Jedli smoła i smażone myszy, emeryt z psem przez trzy tygodnie wędrował przez tajgę

Dla emeryta z Krasnojarska spacer z psem zamienił się w ekstremalną przygodę, która prawie kosztowała go życie. Przegrana w okolicy ośrodka wypoczynkowego, mężczyzna 18 dni, towarzyszy Bulterier wędrował niegościnne jesień tajgi szukając jagód i grzybów, jak również mysz dla czworonożnego przyjaciela.

Źródło: Lenta

Na początku października 65-letni mieszkaniec Krasnojarska, Wiktor Winogradow, poszedł z psem do wiejskiej chaty i zniknął. Sąsiedzi nie mogli podać żadnych użytecznych informacji o zaginięciu, a jego telefon nie odpowiedział. Tubylcy, mieszkańcy, wolontariusze, policja, a nawet ratownicy z quadkoptami brali udział w poszukiwaniu Victora - nie przynieśli żadnych skutków tego wydarzenia, chociaż przejechano ponad 100 kilometrów kwadratowych lasu..

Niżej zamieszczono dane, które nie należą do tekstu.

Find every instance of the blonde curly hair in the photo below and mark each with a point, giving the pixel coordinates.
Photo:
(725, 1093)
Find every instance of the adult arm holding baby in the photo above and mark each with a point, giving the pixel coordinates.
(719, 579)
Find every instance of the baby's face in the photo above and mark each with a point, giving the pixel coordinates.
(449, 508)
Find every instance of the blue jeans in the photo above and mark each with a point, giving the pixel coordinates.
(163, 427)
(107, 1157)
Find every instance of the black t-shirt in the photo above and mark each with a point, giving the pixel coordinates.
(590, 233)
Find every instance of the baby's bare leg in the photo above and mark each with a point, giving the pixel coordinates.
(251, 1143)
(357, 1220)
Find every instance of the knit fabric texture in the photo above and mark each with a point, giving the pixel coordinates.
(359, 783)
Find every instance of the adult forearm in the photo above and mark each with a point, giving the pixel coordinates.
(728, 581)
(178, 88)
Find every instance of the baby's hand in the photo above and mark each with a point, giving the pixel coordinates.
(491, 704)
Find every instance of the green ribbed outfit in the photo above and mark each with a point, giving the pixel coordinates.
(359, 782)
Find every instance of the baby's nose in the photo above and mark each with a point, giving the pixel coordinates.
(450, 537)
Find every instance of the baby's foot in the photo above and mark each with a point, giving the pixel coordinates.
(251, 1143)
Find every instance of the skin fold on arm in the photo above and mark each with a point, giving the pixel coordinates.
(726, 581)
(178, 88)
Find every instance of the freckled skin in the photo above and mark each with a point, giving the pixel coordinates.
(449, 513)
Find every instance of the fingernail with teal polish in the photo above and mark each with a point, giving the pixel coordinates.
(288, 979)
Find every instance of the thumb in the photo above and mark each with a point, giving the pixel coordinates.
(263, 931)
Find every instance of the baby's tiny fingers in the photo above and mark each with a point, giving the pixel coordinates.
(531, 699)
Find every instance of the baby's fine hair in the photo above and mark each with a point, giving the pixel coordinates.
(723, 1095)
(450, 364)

Od 3 do 17 października poszukiwania trwały, a następnie córka zaginionego ogłasza zakończenie operacji. Teraz Victor szukał tylko policjantów, znanych z ich gorliwości w takich sprawach. 21 października, kiedy nie było najmniejszej nadziei na szczęśliwe zakończenie, emeryt nagle wezwał swoich krewnych z nieznanego numeru i powiedział, że znalazł.

Victor Vinogradov i jego lojalny przyjaciel, byk Thor, udali się wieczorem na spacer, pojechali w niewłaściwą stronę i spędzili 18 dni i nocy w tajdze w Krasnojarsku, żywiąc się pastwiskiem. Dla siebie Victor szukał grzybów, jagód i smoły, a dla psa musiał łapać myszy i smażyć je w ogniu.

W połowie jesieni lasy na Syberii Zachodniej przestają być gościnne - praktycznie nie ma pokarmu roślinnego, aw nocy są silne mrozy. Dog Thor pomógł Winogradowi przetrwać w mroźne noce - emeryt spał, trzymając się psa w prowizorycznej chacie, którą budował każdego wieczora.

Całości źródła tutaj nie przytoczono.